Who Wants Turkey Surprise?

Last updated: July 29th, 2023 | Originally published: November 26, 2021
turkey surprise

Its Thanksgiving and we are in Charleston, SC — right where we wanted to be for Christmas this year. It is beautiful here, the weather is warm, and our church community has been awesome.

We were invited by a friend to a third-party home to have Thanksgiving dinner with four other families. It feels weird to go to someone’s house — that I don’t know — who personally did not invite me. I’ve considered claiming to be sick to get out of it. It’s not so much that I feel under the weather, it’s that I’m anxious about taking Parker to a stranger’s house.

You see, Parker woke this morning, strolled naked into the living room with tape measure in hand, looked around the room and proclaimed the world is requiring too much because “his measurement” isn’t enough. Let that sink in for a moment.

I was so disgusted that I sent him back to his room to try again. Not to measure again, but to try to act like a 16-year-old, autistic, young man with clothing on his body… again.

I told him what he is doing is not “socially acceptable”.

turkey surprise

Now why — on earth — would I want to take THAT kind of behavior to a stranger’s house on Thanksgiving? And I’m flying solo because the hubs is at work so he can’t support me when it gets too weird. And it will absolutely, without question, end up far too weird at some point.

Parker is like a loud, attention-prying, self-promoting side dish that I would not choose to bring to a Thanksgiving dinner. He’s like the baked beans that no one touches at the church potluck. Inevitably there will be that awkward moment at the end of the function where I pick-up the untouched dish and walk of shame it to the car.
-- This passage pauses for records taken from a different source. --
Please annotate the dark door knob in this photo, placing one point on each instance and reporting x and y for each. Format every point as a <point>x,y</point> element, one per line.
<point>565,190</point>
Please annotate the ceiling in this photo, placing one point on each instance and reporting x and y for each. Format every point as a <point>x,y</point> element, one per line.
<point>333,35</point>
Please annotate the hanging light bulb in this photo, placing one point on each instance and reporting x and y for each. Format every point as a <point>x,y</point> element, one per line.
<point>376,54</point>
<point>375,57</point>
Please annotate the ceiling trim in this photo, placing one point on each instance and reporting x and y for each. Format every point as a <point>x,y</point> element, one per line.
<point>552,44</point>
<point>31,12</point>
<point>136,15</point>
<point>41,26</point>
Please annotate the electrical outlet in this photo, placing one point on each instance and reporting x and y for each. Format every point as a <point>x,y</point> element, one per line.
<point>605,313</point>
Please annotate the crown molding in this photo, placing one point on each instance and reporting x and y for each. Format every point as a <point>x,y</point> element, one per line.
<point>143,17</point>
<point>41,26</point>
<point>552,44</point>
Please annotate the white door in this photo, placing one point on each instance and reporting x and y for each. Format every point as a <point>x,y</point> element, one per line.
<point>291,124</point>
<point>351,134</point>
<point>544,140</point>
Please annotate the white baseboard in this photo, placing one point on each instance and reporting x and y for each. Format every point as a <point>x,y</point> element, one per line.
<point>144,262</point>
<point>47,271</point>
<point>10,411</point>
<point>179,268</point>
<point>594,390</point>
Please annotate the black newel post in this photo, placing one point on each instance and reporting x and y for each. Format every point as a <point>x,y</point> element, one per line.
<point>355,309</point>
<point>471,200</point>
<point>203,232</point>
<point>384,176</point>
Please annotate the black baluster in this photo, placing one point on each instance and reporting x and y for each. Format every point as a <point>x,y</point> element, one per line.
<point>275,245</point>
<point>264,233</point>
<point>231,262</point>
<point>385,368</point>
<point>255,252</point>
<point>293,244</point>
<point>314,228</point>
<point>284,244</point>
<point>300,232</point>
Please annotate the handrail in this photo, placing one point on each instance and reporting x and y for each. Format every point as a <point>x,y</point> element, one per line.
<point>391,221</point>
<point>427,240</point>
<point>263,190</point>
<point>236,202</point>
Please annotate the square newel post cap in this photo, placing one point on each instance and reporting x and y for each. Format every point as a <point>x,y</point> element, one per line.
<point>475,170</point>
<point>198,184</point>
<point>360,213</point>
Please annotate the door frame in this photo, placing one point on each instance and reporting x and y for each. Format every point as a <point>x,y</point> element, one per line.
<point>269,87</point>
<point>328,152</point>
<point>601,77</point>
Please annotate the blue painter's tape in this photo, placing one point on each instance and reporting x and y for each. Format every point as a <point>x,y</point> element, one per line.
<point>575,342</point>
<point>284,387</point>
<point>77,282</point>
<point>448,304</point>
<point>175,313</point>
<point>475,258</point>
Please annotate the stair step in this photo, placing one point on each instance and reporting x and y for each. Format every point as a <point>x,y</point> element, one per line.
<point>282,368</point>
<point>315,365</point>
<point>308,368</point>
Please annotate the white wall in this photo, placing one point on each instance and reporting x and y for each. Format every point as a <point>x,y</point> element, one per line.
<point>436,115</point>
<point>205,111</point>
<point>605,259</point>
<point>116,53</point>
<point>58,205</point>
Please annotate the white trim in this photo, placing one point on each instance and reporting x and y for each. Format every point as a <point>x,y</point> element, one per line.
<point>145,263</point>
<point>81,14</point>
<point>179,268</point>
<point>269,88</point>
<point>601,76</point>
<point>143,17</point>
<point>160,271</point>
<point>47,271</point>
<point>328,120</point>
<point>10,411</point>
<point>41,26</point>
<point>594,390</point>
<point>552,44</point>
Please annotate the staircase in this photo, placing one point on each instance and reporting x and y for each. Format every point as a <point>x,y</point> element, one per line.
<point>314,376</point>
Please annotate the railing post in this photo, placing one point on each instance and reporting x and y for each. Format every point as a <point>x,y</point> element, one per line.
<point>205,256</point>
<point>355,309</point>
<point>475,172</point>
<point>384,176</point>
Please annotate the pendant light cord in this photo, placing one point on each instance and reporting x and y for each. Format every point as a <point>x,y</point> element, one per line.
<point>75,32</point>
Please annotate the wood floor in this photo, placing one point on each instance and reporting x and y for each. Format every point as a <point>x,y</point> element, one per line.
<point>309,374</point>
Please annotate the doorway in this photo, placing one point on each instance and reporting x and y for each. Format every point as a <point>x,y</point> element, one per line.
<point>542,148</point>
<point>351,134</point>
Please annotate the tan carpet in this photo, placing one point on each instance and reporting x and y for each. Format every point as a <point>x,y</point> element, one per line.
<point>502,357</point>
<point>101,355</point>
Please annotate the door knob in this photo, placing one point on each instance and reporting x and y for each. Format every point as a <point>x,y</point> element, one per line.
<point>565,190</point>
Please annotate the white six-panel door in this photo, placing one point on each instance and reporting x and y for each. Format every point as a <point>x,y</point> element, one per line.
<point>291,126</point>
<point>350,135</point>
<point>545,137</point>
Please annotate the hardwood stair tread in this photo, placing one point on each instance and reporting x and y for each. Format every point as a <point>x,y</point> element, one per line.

Perhaps someday I’ll sacrifice the crock pot and let the beans figure it out. I’ve considered it before.

turkey surprise

If Parker were a side-dish we would call him Turkey Surprise! As an attention-prying side-dish, he would act as if he’s the main dish, gobble-gobble-gobbling up all the conversation.

“Have you seen Pulp Fiction? How about Braveheart? Goodfellas? Shawshank Redemption? Dude, where were you in the 1990’s?”

And even though there’s a beautifully cooked bird centered on the table, and it is surrounded by gourmet dressing, sumptuous potatoes, rich gravy, and heavenly rolls, Turkey Surprise will spill onto everyone’s plate and demand to be eaten first. That’s Parker.

So the question is…

Do I leave him at home because I’m too embarrassed? He will never learn social skills if I do. And it’s Thanksgiving! I can’t do that to him.

Or do I commit the socially irresponsible faux pas of bringing Turkey Surprise to Thanksgiving and cringe as everyone forks it into a corner of their plate?

This is the struggle. This is why I can’t have nice things! Or friends!

Happy Thanksgiving, y’all! Be thankful for what you have, and what you don’t have.

EDIT!

So, P didn’t make it. I left it up to him. The requirement to go was 1. Shower 2. Put clothes on

He decided it wasn’t worth it and said he would rather stay home. I accepted that and brought him home an instant pot plate of mashed potatoes, turkey, ham, stuffing, and gravy. It was a Happy Thanksgiving had by all!